Prestes a comemorarmos os 192 anos da independência da República Federativa do Brasil, data festejada neste sábado, 7 de setembro, os municípios ainda se encontram desamparados. No clima de alegria e festividade que tomará conta das capitais brasileiras durante o dia de amanhã, os prefeitos se perguntam, quando será o momento dos municípios? Quando as cidades brasileiras serão consideradas parte do sistema federativo, com independência para elaborarem suas próprias políticas públicas?

Em meio a uma crise financeira, onde as receitas não são suficientes para cobrirem as obrigações legais, os municípios continuam marginalizados e desamparados. No Congresso, continuam aprovando obrigações sem apontarem as fontes de financiamento. Os programas federais se apresentam de forma engessada, não atendendo às necessidades das cidades, além de, muitas vezes, acabarem gerando gastos não planejados, devido ao custeio da manutenção dessas empreitadas.

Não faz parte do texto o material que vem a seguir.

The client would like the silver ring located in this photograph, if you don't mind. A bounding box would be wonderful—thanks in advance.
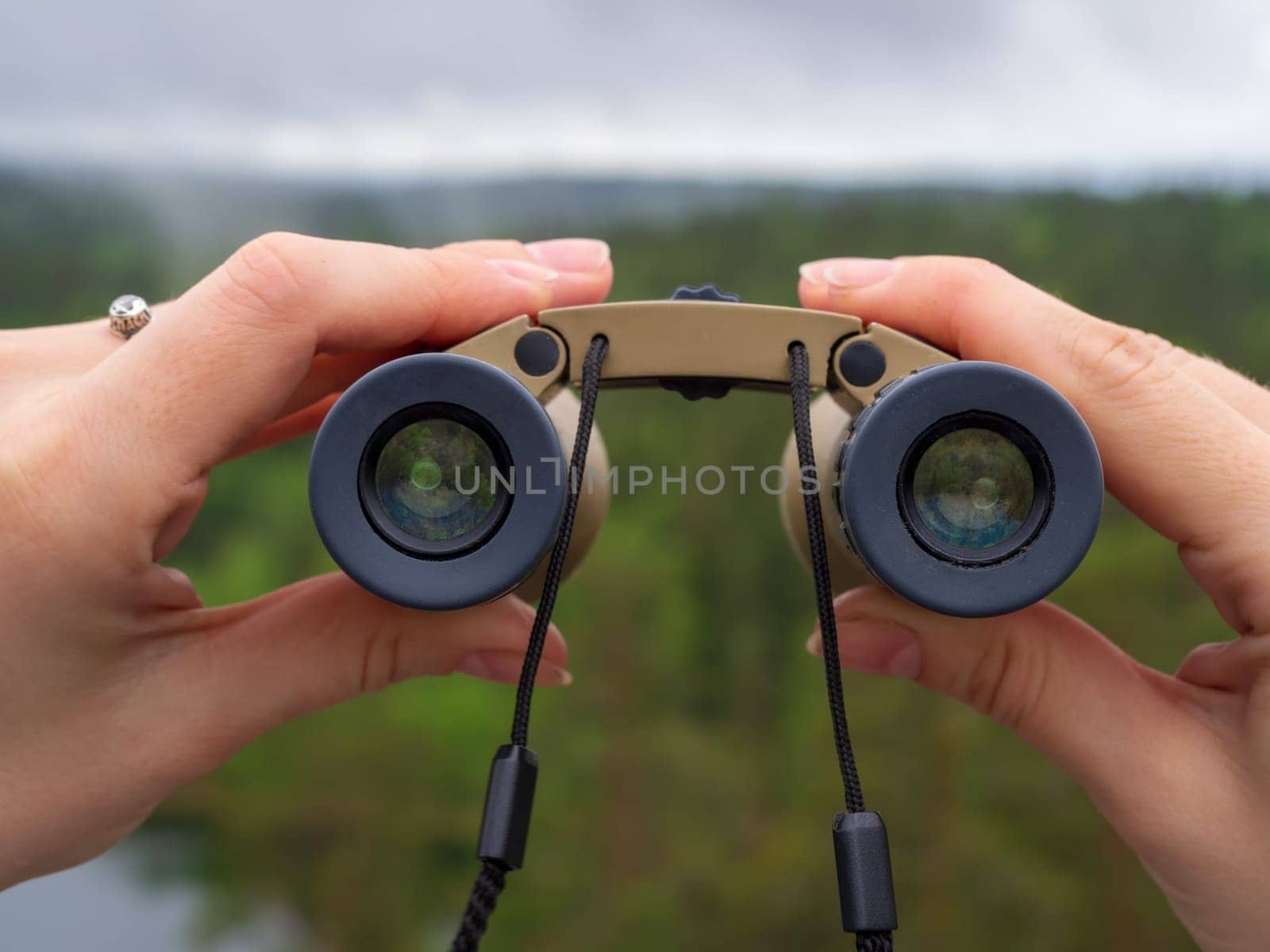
[110,294,154,340]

Os gestores públicos municipais estão perdendo autonomia e se tornando, devido à dificuldade para fazerem investimentos, meros executores das políticas públicas elaboradas pelos governos estadual e federal. Os municípios, onde vivem e convivem os cidadãos, recebem apenas 17% do bolo tributários de um país que já se orgulhou em dizer ser a quinta economia mundial.

Mesmo com algumas melhorias e gastos para sediar dois grandes eventos esportivos nos próximos anos,  os serviços básicos continuam limitados, e os anseios dos cidadãos continuam crescendo a cada dia. Anseios estes que levaram milhares de pessoas às ruas de todo o país durante o mês junho. Porém, de uma forma inócua, a sociedade civil demonstrava o desejo de municipalismo já.

Os gritos que ecoaram nas ruas do Brasil, trouxeram de forma velada, a necessidade de um novo pacto federativo, de mais investimentos em saúde, educação, transporte públicos, saneamento básico, infraestrutura… Investimentos nas cidades, mas acima de tudo, nos cidadãos. As receitas não podem mais se concentrar no Governo Federal, enquanto estados e municípios são obrigados a se desdobrarem para cumprirem as leis.

É preciso a compreensão do Congresso Nacional, os cofres públicos municipais já não aguentam tantas obrigações. As cidades precisam de capacidade de investimento, autonomia para elaborarem suas políticas públicas. Os desafios da gestão municipal são complexos e oferecem peculiaridades diferentes de uma cidade para outra.

Assim, que este 7 de setembro possa ser diferente. Que ele inspire nossos líderes a promoverem, outra vez, a independência. Agora, a independência dos municípios. A Associação Mineira de Municípios – AMM, representante das 853 cidades mineiras, vem lutando nesses 60 anos de existência por esta independência tão importante e necessária. Como já diz a bandeira deste estado acostumado a lutar pelos interesses de nossa população: “Liberdade ainda que tardia”.